Until about five years ago, Donald Trump’s political donations skewed heavily toward the Democrats. This isn’t that surprising, given his New York roots.
But even after getting elected president, Trump never considered himself a “party man.” He used the Republican Party as a springboard and a platform to run for president.
Now, he’s in the process — wittingly or unwittingly — of destroying it.
Trump is apparently making a list of Republican lawmakers who, he feels, didn’t back him strenuously enough or actually voted against him during the impeachment fight in the House. He will almost certainly add to that list when the Senate trial is concluded, as there could be as many as 10 Republicans voting to convict. His plan is to make their lives miserable by threatening to oppose their reelections.
The problem for Republicans is that, if Trump is serious about primarying all these lawmakers, he’s likely to dislodge at least a few of them and weaken others so they’d be vulnerable when they run for reelection. Instead of seeing a path back to power in the House and Senate in 2022, Trump’s plan to weaken the Republican Party might hand the Democrats a 10-year pass on maintaining a majority.
Trump’s plan to form a “Patriot” party or a “MAGA” party would be extremely difficult. But using the threat to form a new party may prove to be very useful when the Senate impeachment trial starts on February 8.
Trump has told people that the third-party threat gives him leverage to prevent Republican senators from voting to convict him during the Senate trial next month, people in his orbit told the Washington Post.
Since President Joe Biden took office, Trump has been ensconced at Mar-a-Lago, remaining publicly cryptic about his plans except to tell a reporter on Friday: ‘We’ll do something, but not just yet.’
But behind closed doors, Trump is already drafting an enemies list of Republicans who opposed his baseless claims of election fraud, instructing aids to prepare primary challenges against them, sources told the Post.

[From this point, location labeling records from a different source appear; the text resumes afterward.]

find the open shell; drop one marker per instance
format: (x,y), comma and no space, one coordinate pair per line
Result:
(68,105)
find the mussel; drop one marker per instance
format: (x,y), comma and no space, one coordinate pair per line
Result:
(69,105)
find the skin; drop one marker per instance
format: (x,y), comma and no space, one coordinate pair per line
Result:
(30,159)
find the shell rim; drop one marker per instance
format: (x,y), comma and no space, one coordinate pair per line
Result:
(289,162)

Creating a new political party would necessarily involve destroying one of the existing parties. Trump may be perfectly willing to do that, but is it even possible? Ross Perot tried it and failed. There has been talk for years of forming a hybrid GOP-libertarian party, but the differences have been impossible to bridge.

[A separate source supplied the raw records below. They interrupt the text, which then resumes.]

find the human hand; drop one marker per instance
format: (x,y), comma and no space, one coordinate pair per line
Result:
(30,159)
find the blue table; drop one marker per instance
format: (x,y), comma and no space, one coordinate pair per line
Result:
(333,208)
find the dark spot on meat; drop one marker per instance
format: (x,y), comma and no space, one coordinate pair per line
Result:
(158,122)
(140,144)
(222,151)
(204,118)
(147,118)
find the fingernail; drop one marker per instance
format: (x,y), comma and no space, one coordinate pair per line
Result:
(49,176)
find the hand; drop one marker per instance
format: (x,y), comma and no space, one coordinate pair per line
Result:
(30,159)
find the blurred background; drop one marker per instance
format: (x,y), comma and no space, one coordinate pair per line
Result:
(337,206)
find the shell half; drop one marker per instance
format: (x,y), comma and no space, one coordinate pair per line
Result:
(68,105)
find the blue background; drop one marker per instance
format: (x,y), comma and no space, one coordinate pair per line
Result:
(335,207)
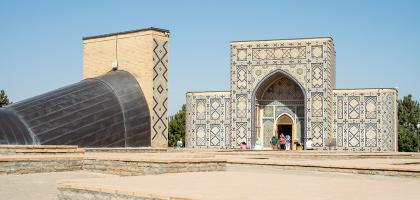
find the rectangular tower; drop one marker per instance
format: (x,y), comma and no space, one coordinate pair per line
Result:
(144,54)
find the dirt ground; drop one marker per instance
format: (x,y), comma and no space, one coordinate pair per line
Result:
(236,183)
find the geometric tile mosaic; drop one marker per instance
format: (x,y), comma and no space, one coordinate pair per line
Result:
(354,135)
(317,75)
(370,107)
(317,101)
(354,107)
(304,88)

Trump may want to form a new party, but unless it’s radically different than the Republican Party, the effort is not likely to succeed.
‘This is a time for choosing for Republicans. Are we going to be the conservative party?’ said Kirk Adams, a former state House speaker and chief of staff to Ducey. ‘Or is this a party … that’s loyal to a single person?’
It´s a question of Republican identity that party officials and activists are facing across the country following Trump´s 2020 loss, and particularly after a mob of his supporters laid siege on the U.S. Capitol on January 6.
For Republican lawmakers, the choice is not easy. A friendly Trump could help them immensely, just like an unfriendly Trump could destroy them. In that sense, the question is moot. It’s Trump who brung them to the dance. It’ll be Trump who’s number one on the dance card.